Salah satu contoh nyata dari peran pembiayaan mikro adalah GrabModal by OVO Finansial. Skema pendanaan ini telah mencatat penyaluran dana melebihi Rp 6 triliun sejak diluncurkan. Lebih dari 445.000 mitra di seluruh Indonesia telah memanfaatkan layanan ini. Khususnya bagi pengemudi dan pelaku UMKM, skema cicilan yang menyesuaikan pola pendapatan harian memberikan fleksibilitas yang sangat dibutuhkan.
Fleksibilitas dalam Pembiayaan Mikro
Fleksibilitas dalam pembiayaan mikro tidak hanya membantu menjaga arus kas tetapi juga menjadi alat untuk menghadapi fluktuasi pendapatan. Bagi pelaku usaha kecil dan pekerja mandiri, hal ini sangat penting untuk memastikan kelangsungan hidup mereka. Contohnya adalah Mak Netty, mitra pengemudi GrabBike sejak 2018. Ia memanfaatkan pinjaman awal sekitar Rp 2 juta untuk biaya pengobatan suaminya. Saat kondisi kesehatan suami semakin memburuk, ia harus bekerja lebih keras lagi dan lebih aktif untuk membantu biaya pengobatan sekaligus kebutuhan keluarga.
Selain itu, pembiayaan mikro juga digunakan untuk menjaga produktivitas kerja.

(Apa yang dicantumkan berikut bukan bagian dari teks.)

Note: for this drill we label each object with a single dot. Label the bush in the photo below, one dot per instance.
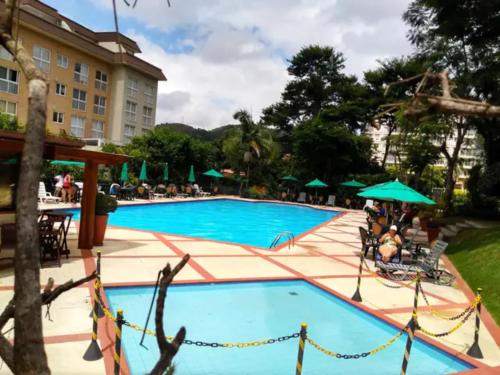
(104, 204)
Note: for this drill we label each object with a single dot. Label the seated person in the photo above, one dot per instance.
(389, 243)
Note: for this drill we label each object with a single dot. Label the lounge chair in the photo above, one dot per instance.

Misalnya, saat ponsel yang menjadi alat utamanya bekerja mengalami kerusakan, Mak Netty menggunakan akses dana tersebut untuk segera memperbaikinya dan kembali beroperasi tanpa kehilangan sumber penghasilan.
Pembiayaan Mikro untuk Kebutuhan Mendesak
Pembiayaan mikro tidak hanya digunakan untuk ekspansi usaha, tetapi juga untuk kebutuhan produktif dan mendesak. Hal ini terlihat dari pengalaman Mak Netty yang merasa bahwa akses pembiayaan membantu menjaga stabilitas ekonomi rumah tangga. “Selama pekerjaannya baik dan tidak melanggar aturan, kenapa harus malu? Yang penting kita semua bisa membantu kehidupan keluarga,” ujarnya.
Di sisi lain, Fitri Farhatani, pelaku UMKM di Serang, Banten, juga memanfaatkan pembiayaan mikro untuk memulihkan usahanya setelah kehilangan tabungan sebesar Rp 120 juta akibat penipuan digital. Dengan modal Rp 200 ribu, ia memulai kembali usahanya. Awalnya, ia hanya berharap bisa mendapatkan Rp 50 ribu hingga Rp 100 ribu sehari, namun ternyata usaha ini menjadi harapan baru untuk keluarganya.
Pembiayaan sebagai Katalis Pertumbuhan Usaha
Seiring pertumbuhan usaha, Fitri mulai mengakses pembiayaan untuk meningkatkan kapasitas produksi. Pinjaman hingga Rp 10 juta digunakan untuk pengadaan peralatan dan mendukung operasional, yang pada akhirnya mempercepat pengembangan usaha. Dari sisi ekonomi, akses terhadap pembiayaan ini berperan sebagai katalis pemulihan usaha mikro. Tidak hanya membantu menjaga likuiditas, tetapi juga membuka peluang akumulasi aset.
Fitri menyebut usahanya kini mampu memulihkan kondisi keuangan keluarga hingga membeli rumah secara tunai pada 2026. “Jangan pernah takut untuk memulai. Perempuan juga harus berdaya dan percaya pada diri sendiri,” kata Fitri.
Peran Inklusi Keuangan dalam Ketahanan Ekonomi
Secara lebih luas, penyaluran pembiayaan mikro ini menunjukkan peran penting inklusi keuangan dalam memperkuat ketahanan ekonomi masyarakat, khususnya di segmen UMKM dan pekerja informal. Akses yang cepat dan fleksibel memungkinkan pelaku usaha bertahan di tengah tekanan, sekaligus menciptakan peluang pertumbuhan baru.
“Boleh nangis, tapi tetap harus jalan,” ujar Mak Netty, menggambarkan bagaimana pembiayaan tidak hanya menjadi alat ekonomi, tetapi juga penopang keberlanjutan hidup di tengah ketidakpastian.